Another typical approach is the use of "size" in biasing. In the case of Hypothesis (as far as I know), it starts with a small number of small inputs and then promote to uniform randomness (with the exception of the constants). In the case of QuickCheck, the size function is a somewhat weird one:

computeSize :: State -> Int
computeSize MkState{replayStartSize = Just s,numSuccessTests = 0,numRecentlyDiscardedTests=0} = s
-- NOTE: Beware that changing this means you also have to change `prop_discardCoverage` as that currently relies
-- on the sequence produced by this function.
computeSize MkState{maxSuccessTests = ms, maxTestSize = mts, maxDiscardedRatio = md,numSuccessTests=n,numRecentlyDiscardedTests=d}
    -- e.g. with maxSuccess = 250, maxSize = 100, goes like this:
    -- 0, 1, 2, ..., 99, 0, 1, 2, ..., 99, 0, 2, 4, ..., 98.
    | n `roundTo` mts + mts <= ms ||
      n >= ms ||
      ms `mod` mts == 0 = (n `mod` mts + d `div` dDenom) `min` mts
    | otherwise =
      ((n `mod` mts) * mts `div` (ms `mod` mts) + d `div` dDenom) `min` mts
  where
    -- The inverse of the rate at which we increase size as a function of discarded tests
    -- if the discard ratio is high we can afford this to be slow, but if the discard ratio
    -- is low we risk bowing out too early
    dDenom
      | md > 0 = (ms * md `div` 3) `clamp` (1, 10)
      | otherwise = 1 -- Doesn't matter because there will be no discards allowed
    n `roundTo` m = (n `div` m) * m

Essentially, size is a counter to number of tests modulo maximum size, with a small edge case that the last cycle would be incomplete so instead they increase step size to make it complete too. In QuickChick, or in my other forks, I've usually just used log2(N) with some downward bias to make sure we're not glossing over small inputs (log2(16) = 4, so that means inputs up to size 3 are only tested for 15 inputs, not great). I don't think PBT literature really agrees on what the right way to do this is, it's also very hard to decide on what size means too. Here's the issue:

data Tree = Leaf Int | Node Tree Tree

genTree n :: Int -> Gen Tree
genTree n =
  if n == 0 then
    Leaf <$> arbitrary
  else
    oneof [Leaf <$> arbitrary, Node <$> genTree (n-1) <*> genTree (n-1)]

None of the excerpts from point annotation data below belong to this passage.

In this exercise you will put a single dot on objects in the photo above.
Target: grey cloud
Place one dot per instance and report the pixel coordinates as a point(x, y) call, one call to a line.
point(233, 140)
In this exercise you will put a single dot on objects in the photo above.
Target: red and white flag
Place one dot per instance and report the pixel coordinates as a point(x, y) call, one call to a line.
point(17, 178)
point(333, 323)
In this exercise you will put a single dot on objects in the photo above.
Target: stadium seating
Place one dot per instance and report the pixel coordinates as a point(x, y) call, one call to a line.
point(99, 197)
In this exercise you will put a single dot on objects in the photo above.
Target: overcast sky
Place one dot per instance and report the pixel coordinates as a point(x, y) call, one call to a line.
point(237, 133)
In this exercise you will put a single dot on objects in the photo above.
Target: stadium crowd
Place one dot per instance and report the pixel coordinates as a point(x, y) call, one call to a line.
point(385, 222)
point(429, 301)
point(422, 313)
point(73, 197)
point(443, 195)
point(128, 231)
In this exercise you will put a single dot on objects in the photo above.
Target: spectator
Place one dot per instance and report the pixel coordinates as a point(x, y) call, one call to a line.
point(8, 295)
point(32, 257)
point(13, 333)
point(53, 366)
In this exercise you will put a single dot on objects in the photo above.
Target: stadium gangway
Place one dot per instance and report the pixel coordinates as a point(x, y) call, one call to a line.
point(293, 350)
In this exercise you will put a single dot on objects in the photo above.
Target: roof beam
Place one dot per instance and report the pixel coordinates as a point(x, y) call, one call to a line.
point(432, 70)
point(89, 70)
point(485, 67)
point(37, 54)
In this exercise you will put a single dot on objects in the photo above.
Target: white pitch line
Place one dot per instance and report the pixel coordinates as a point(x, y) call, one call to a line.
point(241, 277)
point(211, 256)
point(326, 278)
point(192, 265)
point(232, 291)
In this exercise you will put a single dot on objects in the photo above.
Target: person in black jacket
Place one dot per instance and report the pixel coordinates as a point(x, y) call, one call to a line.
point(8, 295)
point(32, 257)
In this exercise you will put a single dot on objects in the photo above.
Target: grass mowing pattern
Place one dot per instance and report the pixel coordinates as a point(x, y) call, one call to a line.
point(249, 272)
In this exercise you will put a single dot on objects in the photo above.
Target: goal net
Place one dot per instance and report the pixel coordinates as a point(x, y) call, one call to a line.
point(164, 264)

genTree' n :: Int -> Gen Tree
genTree' n =
  if n == 0 then
    Leaf <$> arbitrary
  else
    oneof [Leaf <$> arbitrary, Node <$> genTree' (n / 2) <*> genTree' (n / 2)]

Both of these generators are technically "correct", however the first one treats the size variable as its depth, while the second treats it as the number of nodes. The corollary of this is that the trees generated by the first one will be expontentially larger compared to the second one; they'll be exponentially slower to generate and execute, and for something like maxSize = 100, that slowness will be colossal. Some frameworks, again such as Hypothesis, or Hedgehog, use a recursive combinator that auto-handles the depth, hiding the sizing from the user. This is probably a good starting point, but when you think about trees a bit you'll also probably realize dividing the size n/2 is not the greatest idea. We'll end up with soo many balanced trees. Ideally we want right skewed, left skewed, balanced trees that can generate a variety of behaviors. This also goes back to the idea of Swarm Testing, where we essentially want to randomize the choices of randomness, otherwise you'll end up with random-looking structures, but for instance you'll never end up with a list of all 1's. Will Wilson has a great Papers We Love talk on this that I will link when it's available online. Another approach I've seen is to use Boltzmann sampling for diversifying generation. (1, 2, 3, 4).